There are so many rules and opinions on the frequency. Most of my teachers, for example, practice daily at home or in a studio. I practice according to my intention and intuition. It is not always consistent, but it is always aligned with what I feel and what I need. If your intention is to practice daily to reach a certain level, then that is what you have to do. Create your own practice, be proud of what you do daily, show up for yourself and keep stepping on your mat daily, weekly, or monthly. If yoga is what you need, you will find your way and – when you do – you will reap the benefits. If you are a beginner, the best exercise is to learn the Sun Salutations (A and B) and repeat them as many times as you want with or without music, fast or holding the poses. You have a great practice in these already. If you are more advanced and you don’t know where to start at home with no guidance, take the Sun Salutations A and B and add some hacks! Be creative with what you know. Use the foundation and add on with your favourite poses. When I practice at home, I use music to feel the beat and start moving. Sun Salutation is always a great place to start.

5. What type of diet do you recommend before or after the practice?

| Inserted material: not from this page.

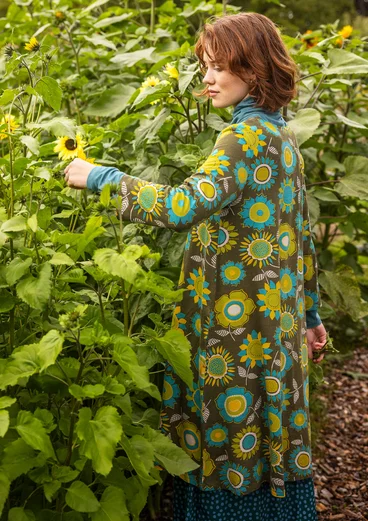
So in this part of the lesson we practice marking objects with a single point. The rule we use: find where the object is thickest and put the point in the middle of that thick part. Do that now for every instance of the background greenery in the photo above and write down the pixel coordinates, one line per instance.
(86, 300)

Before the practice, I would not eat food that is heavily digested like meat for example. I would usually make myself a smoothie with berries, spinach and dates.  I would wait a bit after the practice before eating anything. I tend to feel and believe that the body needs time to process the energy flow that has been created through the practice. Once I feel that my energy is set, I'll usually eat what I want. I wouldn't really pay too much attention, as long as it's healthy, and I want it.  It has also happened that after a practice I would have cravings (mine is usually chips). I would wait for it to pass, and if it doesn’t, I would give in or if I have time, I would sit with it to understand what is happening and what my body is telling me. Know that it is all part of the process and perfection does not exist.  I'll usually follow my intuition and explore. This is how I know that before an intense practice in the evening I will have a smoothie and add protein in it. If my practice is in the morning and I want it to gently flow without pushing, I will fast. If my practice is in the middle of the day and I need energy, I will eat a meal 2 hours before and make sure I have protein such as lentils, quinoa, salmon, avocado and vegetables.  

And sometimes, I don’t plan at all, and I eat what I want. This is how I experience and learn about what works for me and what doesn't. I wish there was a straight and exclusive answer to that, but I am afraid there is not. And that is why, the next and last question is very important.

6. How do you identify with the intuitive eating approach?

I identify greatly with intuitive eating. As mentioned above, curiosity and intuition are at the core of what I do. It's also how I teach and how I live. This is why intuitive eating was such a powerful discovery for me. Connecting and listening to your body, your needs, your cravings. Enjoying any kind of food with no shame or guilt – that's freedom. Honouring my hunger, feeling my fullness, learning to cope with my emotions in other ways than with food, among other principles are some of the most powerful lessons. The last one in particular goes straight to my heart.  

This is why self-awareness is the most important benefit of yoga! Being aware and being able to identify, listen and sit with emotions brings change! There are times I can’t deal with my emotions. Where perhaps they're too fresh and painful to sit and be with. In these moments I might give into the impulse and come back to it later on. The power of intuitive eating is that it is part of a process. There is no shame and no guilt involved. Do it with grace, with style and with kindness. Know that you are creating space for the reactions to happen and the awareness to come. This welcoming space will lead to compassion, love, and healing. This is not a diet, a quick fix. This is a lifestyle that requires practice, trial and errors. Building consciousness takes time. So be patient with yourself and connect on a deeper level.